Comme d’autres familles d’otages, Aviva a continué ces derniers mois à sensibiliser les médias du monde entier à la situation des otages. Elle a témoigné sur les violences sexuelles commises par le Hamas devant le Parlement israélien, le Congrès américain et même à l’ONU. Ses filles gèrent ses communications et ses voyages en Israël et à l’étranger. Elle participe régulièrement aux mobilisations organisées par les proches des otages. « Nous sommes comme une grande famille, nous ressentons la même douleur, ça m’aide beaucoup » elle mentionne.
Après un an de guerre, Aviva n’a plus de nouvelles de Keith. Elle ne sait pas s’il est vivant, s’il a été localisé, et doit vivre avec cette douleur indicible. Le 1er octobre, lorsqu’elle a appris qu’Israël avait envoyé des troupes au sud du Liban, elle a eu envie de pleurer. Elle ne veut pas parler de politique, parce qu’elle n’est pas « politicien »mais cela glisse simplement à propos du Premier ministre israélien Benjamin Netanyahu : « Je veux juste dire à Bibi : ‘Je veux revoir Keith vivant’. »
« On ne parle plus des otages. Avec ce qui se passe au Liban, ils ne vont pas être libérés de sitôt. Ce nouveau front est le pire pour eux. »

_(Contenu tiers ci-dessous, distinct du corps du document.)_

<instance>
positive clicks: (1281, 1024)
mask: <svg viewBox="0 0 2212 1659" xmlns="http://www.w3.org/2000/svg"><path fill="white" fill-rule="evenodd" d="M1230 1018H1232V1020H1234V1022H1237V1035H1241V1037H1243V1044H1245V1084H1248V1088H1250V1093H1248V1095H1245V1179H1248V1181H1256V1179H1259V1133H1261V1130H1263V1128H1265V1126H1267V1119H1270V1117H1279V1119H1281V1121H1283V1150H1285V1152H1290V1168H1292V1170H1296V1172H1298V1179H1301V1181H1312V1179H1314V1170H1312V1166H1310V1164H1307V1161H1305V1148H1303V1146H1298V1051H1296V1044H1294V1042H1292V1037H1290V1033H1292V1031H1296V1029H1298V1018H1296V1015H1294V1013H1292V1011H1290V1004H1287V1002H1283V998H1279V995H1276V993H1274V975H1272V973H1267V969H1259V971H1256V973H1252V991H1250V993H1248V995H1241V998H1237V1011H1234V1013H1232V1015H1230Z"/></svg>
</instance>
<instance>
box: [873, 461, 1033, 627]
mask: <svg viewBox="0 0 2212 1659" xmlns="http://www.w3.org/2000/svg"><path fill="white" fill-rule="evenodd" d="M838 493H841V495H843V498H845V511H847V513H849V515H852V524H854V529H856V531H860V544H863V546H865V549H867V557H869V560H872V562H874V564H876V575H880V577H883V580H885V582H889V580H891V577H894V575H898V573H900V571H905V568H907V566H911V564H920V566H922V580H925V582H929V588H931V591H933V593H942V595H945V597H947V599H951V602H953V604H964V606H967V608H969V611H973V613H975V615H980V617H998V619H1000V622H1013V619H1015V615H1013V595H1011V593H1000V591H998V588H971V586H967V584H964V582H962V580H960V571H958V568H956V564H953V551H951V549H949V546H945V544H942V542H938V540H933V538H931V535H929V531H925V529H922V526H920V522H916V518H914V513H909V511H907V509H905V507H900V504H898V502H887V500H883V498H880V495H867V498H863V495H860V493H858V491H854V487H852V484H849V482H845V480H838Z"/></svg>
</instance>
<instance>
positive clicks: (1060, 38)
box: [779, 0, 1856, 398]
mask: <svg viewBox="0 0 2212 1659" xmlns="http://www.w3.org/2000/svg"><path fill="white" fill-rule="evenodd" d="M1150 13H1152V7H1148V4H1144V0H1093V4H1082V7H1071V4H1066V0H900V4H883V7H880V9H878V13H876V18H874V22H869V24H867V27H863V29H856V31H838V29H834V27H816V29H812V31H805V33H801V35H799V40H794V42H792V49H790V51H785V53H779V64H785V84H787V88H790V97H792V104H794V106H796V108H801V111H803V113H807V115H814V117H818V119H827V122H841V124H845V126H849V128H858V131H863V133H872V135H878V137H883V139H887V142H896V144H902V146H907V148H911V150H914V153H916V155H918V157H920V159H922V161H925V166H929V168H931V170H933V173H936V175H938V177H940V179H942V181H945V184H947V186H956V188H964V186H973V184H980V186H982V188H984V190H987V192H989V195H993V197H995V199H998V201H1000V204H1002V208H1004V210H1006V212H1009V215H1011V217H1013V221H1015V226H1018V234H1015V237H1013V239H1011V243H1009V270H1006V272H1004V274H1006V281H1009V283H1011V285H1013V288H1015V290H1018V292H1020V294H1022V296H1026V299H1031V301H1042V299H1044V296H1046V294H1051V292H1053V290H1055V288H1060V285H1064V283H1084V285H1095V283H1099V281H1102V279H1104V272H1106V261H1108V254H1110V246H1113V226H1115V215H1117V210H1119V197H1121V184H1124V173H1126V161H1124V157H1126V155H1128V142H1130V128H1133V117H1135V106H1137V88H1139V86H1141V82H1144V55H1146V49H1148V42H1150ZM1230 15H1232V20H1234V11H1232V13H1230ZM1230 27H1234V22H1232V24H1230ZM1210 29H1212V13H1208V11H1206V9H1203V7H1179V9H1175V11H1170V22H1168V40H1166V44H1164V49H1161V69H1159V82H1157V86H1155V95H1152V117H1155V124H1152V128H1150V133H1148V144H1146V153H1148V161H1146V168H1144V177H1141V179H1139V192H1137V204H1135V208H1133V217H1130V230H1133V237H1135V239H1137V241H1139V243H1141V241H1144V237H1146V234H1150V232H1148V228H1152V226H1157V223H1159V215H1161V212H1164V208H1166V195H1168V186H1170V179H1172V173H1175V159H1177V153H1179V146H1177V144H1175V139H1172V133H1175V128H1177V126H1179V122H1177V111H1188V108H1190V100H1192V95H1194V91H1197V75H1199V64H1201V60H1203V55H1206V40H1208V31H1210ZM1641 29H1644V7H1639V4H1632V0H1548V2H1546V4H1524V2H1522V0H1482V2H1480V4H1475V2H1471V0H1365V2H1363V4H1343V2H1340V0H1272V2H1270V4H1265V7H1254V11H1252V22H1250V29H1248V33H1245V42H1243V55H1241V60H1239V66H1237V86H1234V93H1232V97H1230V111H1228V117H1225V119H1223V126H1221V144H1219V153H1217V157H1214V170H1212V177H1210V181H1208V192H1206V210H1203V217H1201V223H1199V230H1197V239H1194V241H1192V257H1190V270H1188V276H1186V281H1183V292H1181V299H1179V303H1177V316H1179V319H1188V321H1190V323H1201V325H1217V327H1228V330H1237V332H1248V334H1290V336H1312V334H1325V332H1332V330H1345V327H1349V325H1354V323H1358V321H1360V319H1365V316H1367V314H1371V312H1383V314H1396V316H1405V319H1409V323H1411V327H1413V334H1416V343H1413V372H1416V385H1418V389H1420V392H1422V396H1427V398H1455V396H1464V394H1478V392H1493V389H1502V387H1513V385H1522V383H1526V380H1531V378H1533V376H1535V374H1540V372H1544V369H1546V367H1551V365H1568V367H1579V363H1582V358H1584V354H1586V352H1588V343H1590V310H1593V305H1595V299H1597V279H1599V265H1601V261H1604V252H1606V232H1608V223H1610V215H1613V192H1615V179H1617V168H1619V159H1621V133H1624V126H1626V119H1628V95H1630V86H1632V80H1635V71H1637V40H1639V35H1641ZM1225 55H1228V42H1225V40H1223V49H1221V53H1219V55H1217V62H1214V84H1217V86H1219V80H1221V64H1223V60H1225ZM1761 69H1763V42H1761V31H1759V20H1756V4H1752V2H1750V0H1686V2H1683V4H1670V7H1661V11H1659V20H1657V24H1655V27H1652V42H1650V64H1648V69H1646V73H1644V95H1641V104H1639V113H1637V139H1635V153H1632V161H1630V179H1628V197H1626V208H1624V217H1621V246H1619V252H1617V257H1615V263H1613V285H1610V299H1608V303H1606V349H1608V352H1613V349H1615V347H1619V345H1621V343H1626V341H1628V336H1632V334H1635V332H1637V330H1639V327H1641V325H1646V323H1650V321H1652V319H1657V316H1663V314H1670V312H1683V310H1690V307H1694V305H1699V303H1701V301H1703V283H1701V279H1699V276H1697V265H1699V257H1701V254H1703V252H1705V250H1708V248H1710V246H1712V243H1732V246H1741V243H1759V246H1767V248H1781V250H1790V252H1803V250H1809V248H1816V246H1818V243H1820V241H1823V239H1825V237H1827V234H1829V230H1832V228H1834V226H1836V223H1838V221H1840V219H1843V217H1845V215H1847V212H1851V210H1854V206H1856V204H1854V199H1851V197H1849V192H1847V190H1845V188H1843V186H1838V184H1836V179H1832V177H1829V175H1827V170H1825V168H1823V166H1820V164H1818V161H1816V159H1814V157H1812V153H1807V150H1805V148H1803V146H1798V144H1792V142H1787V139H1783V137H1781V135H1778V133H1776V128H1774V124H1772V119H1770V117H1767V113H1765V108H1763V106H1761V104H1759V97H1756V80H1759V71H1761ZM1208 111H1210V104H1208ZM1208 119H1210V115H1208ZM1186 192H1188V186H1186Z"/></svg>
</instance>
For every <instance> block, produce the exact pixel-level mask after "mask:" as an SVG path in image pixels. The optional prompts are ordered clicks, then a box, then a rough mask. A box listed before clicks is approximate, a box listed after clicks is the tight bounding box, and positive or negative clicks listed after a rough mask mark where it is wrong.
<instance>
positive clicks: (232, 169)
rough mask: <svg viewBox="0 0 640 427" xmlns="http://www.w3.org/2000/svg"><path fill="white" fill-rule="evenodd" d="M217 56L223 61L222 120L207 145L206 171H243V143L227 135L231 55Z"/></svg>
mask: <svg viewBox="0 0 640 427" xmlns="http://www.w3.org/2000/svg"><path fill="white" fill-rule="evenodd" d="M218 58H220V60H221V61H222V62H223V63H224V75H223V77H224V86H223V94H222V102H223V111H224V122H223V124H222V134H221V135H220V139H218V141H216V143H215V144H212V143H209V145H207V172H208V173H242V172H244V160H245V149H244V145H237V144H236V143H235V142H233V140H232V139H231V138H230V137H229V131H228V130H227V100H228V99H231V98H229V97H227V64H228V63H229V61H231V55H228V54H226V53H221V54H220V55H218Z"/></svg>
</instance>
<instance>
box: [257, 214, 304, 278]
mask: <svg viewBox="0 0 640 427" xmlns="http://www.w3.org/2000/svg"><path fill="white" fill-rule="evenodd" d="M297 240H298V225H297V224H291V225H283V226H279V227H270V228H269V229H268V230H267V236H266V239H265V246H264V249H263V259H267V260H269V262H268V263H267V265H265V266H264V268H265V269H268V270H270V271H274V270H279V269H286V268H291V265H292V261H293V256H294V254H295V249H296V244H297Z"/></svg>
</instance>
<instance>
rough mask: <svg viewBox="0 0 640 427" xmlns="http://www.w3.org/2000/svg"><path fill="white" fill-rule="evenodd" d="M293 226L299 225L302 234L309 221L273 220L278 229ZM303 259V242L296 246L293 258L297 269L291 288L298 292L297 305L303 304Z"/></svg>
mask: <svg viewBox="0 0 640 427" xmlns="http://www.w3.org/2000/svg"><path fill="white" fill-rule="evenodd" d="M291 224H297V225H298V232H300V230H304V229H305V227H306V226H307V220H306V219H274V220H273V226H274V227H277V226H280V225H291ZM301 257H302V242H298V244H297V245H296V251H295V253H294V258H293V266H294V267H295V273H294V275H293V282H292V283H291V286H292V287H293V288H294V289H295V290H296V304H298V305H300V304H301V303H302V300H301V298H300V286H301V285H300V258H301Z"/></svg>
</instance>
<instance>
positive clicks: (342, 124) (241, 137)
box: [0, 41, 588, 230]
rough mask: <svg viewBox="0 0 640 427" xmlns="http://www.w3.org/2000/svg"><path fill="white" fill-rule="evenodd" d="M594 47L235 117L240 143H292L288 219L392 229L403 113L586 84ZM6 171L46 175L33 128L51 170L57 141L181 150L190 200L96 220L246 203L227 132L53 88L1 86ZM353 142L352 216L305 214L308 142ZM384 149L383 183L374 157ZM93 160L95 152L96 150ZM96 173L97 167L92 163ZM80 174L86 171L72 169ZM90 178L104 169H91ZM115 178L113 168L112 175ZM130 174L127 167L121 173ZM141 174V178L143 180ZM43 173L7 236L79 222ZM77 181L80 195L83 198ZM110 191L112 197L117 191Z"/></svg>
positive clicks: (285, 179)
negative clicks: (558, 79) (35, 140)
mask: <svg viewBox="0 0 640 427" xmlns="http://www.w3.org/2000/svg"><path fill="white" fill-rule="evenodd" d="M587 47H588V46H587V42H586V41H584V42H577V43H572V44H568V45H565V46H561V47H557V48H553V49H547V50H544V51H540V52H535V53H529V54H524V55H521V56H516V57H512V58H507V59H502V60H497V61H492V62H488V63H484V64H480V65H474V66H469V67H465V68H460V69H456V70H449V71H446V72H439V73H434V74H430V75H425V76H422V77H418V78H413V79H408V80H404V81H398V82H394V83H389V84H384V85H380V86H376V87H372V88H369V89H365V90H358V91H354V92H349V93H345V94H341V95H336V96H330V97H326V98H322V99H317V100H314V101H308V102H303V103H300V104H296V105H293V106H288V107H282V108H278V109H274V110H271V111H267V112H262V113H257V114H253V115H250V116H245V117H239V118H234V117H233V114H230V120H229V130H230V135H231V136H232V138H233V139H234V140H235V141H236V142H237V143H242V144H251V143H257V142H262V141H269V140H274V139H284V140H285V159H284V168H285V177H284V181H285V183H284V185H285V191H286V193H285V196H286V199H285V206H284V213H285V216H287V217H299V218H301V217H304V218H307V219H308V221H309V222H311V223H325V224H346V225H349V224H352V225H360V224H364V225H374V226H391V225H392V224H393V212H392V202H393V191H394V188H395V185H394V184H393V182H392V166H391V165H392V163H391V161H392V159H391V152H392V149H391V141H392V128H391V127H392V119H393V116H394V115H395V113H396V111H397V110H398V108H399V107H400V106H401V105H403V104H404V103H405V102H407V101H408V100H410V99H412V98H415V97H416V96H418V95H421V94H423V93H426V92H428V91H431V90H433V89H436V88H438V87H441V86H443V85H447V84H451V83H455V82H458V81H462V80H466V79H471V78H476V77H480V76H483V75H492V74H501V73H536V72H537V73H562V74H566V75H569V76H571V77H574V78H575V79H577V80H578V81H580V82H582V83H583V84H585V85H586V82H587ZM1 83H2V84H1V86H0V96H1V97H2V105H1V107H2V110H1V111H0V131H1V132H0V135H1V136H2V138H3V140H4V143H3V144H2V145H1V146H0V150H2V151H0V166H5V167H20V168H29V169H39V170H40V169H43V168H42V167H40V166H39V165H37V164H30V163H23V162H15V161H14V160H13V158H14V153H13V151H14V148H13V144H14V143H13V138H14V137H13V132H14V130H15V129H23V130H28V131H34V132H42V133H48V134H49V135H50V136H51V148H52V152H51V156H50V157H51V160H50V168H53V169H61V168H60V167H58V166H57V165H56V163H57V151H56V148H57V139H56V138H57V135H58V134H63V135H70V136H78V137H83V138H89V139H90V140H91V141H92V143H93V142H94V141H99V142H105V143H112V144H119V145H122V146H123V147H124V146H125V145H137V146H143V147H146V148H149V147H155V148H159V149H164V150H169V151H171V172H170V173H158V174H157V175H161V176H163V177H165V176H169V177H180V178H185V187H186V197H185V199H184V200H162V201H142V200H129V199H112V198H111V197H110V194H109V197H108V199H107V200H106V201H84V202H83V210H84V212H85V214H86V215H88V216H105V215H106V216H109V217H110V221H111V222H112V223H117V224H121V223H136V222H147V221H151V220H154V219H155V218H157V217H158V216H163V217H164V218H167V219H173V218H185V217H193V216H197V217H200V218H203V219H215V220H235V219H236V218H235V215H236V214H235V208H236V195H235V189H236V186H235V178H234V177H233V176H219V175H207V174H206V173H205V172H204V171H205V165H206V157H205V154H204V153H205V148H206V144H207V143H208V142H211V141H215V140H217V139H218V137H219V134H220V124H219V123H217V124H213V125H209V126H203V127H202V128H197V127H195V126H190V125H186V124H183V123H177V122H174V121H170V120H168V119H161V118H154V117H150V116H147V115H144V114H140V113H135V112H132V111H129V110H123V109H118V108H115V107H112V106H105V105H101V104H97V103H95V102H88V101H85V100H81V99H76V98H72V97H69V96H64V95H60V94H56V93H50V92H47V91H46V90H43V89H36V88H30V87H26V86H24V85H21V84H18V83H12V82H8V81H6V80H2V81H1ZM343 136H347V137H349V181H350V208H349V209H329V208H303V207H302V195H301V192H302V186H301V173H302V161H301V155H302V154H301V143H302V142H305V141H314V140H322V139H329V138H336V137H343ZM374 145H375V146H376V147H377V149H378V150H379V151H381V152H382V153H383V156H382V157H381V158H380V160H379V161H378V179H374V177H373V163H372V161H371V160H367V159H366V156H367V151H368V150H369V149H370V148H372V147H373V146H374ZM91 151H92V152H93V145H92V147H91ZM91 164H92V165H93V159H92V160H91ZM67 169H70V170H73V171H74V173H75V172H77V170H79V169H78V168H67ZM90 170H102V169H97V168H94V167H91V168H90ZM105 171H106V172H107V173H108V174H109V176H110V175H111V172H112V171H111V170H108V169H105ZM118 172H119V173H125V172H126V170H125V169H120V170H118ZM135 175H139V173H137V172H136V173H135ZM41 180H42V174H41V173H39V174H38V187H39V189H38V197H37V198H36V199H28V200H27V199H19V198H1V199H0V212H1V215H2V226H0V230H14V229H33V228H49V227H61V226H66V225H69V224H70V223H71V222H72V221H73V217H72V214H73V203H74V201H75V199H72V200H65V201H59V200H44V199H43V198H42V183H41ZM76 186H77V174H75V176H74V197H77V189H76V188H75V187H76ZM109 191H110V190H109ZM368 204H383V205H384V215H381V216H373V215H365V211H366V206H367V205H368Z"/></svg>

Aviva Siegelsur franceinfo
À cette douleur s’ajoute l’insécurité permanente qui l’accompagne. Elle était déjà « craintif » auparavant, mais elle avait choisi de vivre avec son mari à Kfar Aza, près de la frontière avec la bande de Gaza, « parce que nous croyions à la paix pour tous », elle se souvient. Cette insouciance volontaire a désormais disparu. Quelques heures avant notre entretien, Aviva a dû se réfugier dans un refuge après le bruit des sirènes d’alerte à Tel-Aviv. « Ils essaient toujours de nous tuer »» a-t-elle décrit au téléphone, avec un calme déconcertant. Pour elle, comme pour de nombreux Juifs, le 7 octobre a brisé la certitude qu’Israël était un État capable de leur garantir la paix et la sécurité. A ce jour, 97 personnes sont toujours prises en otage par le Hamas, dont 33 ont été déclarées mortes par l’armée israélienne.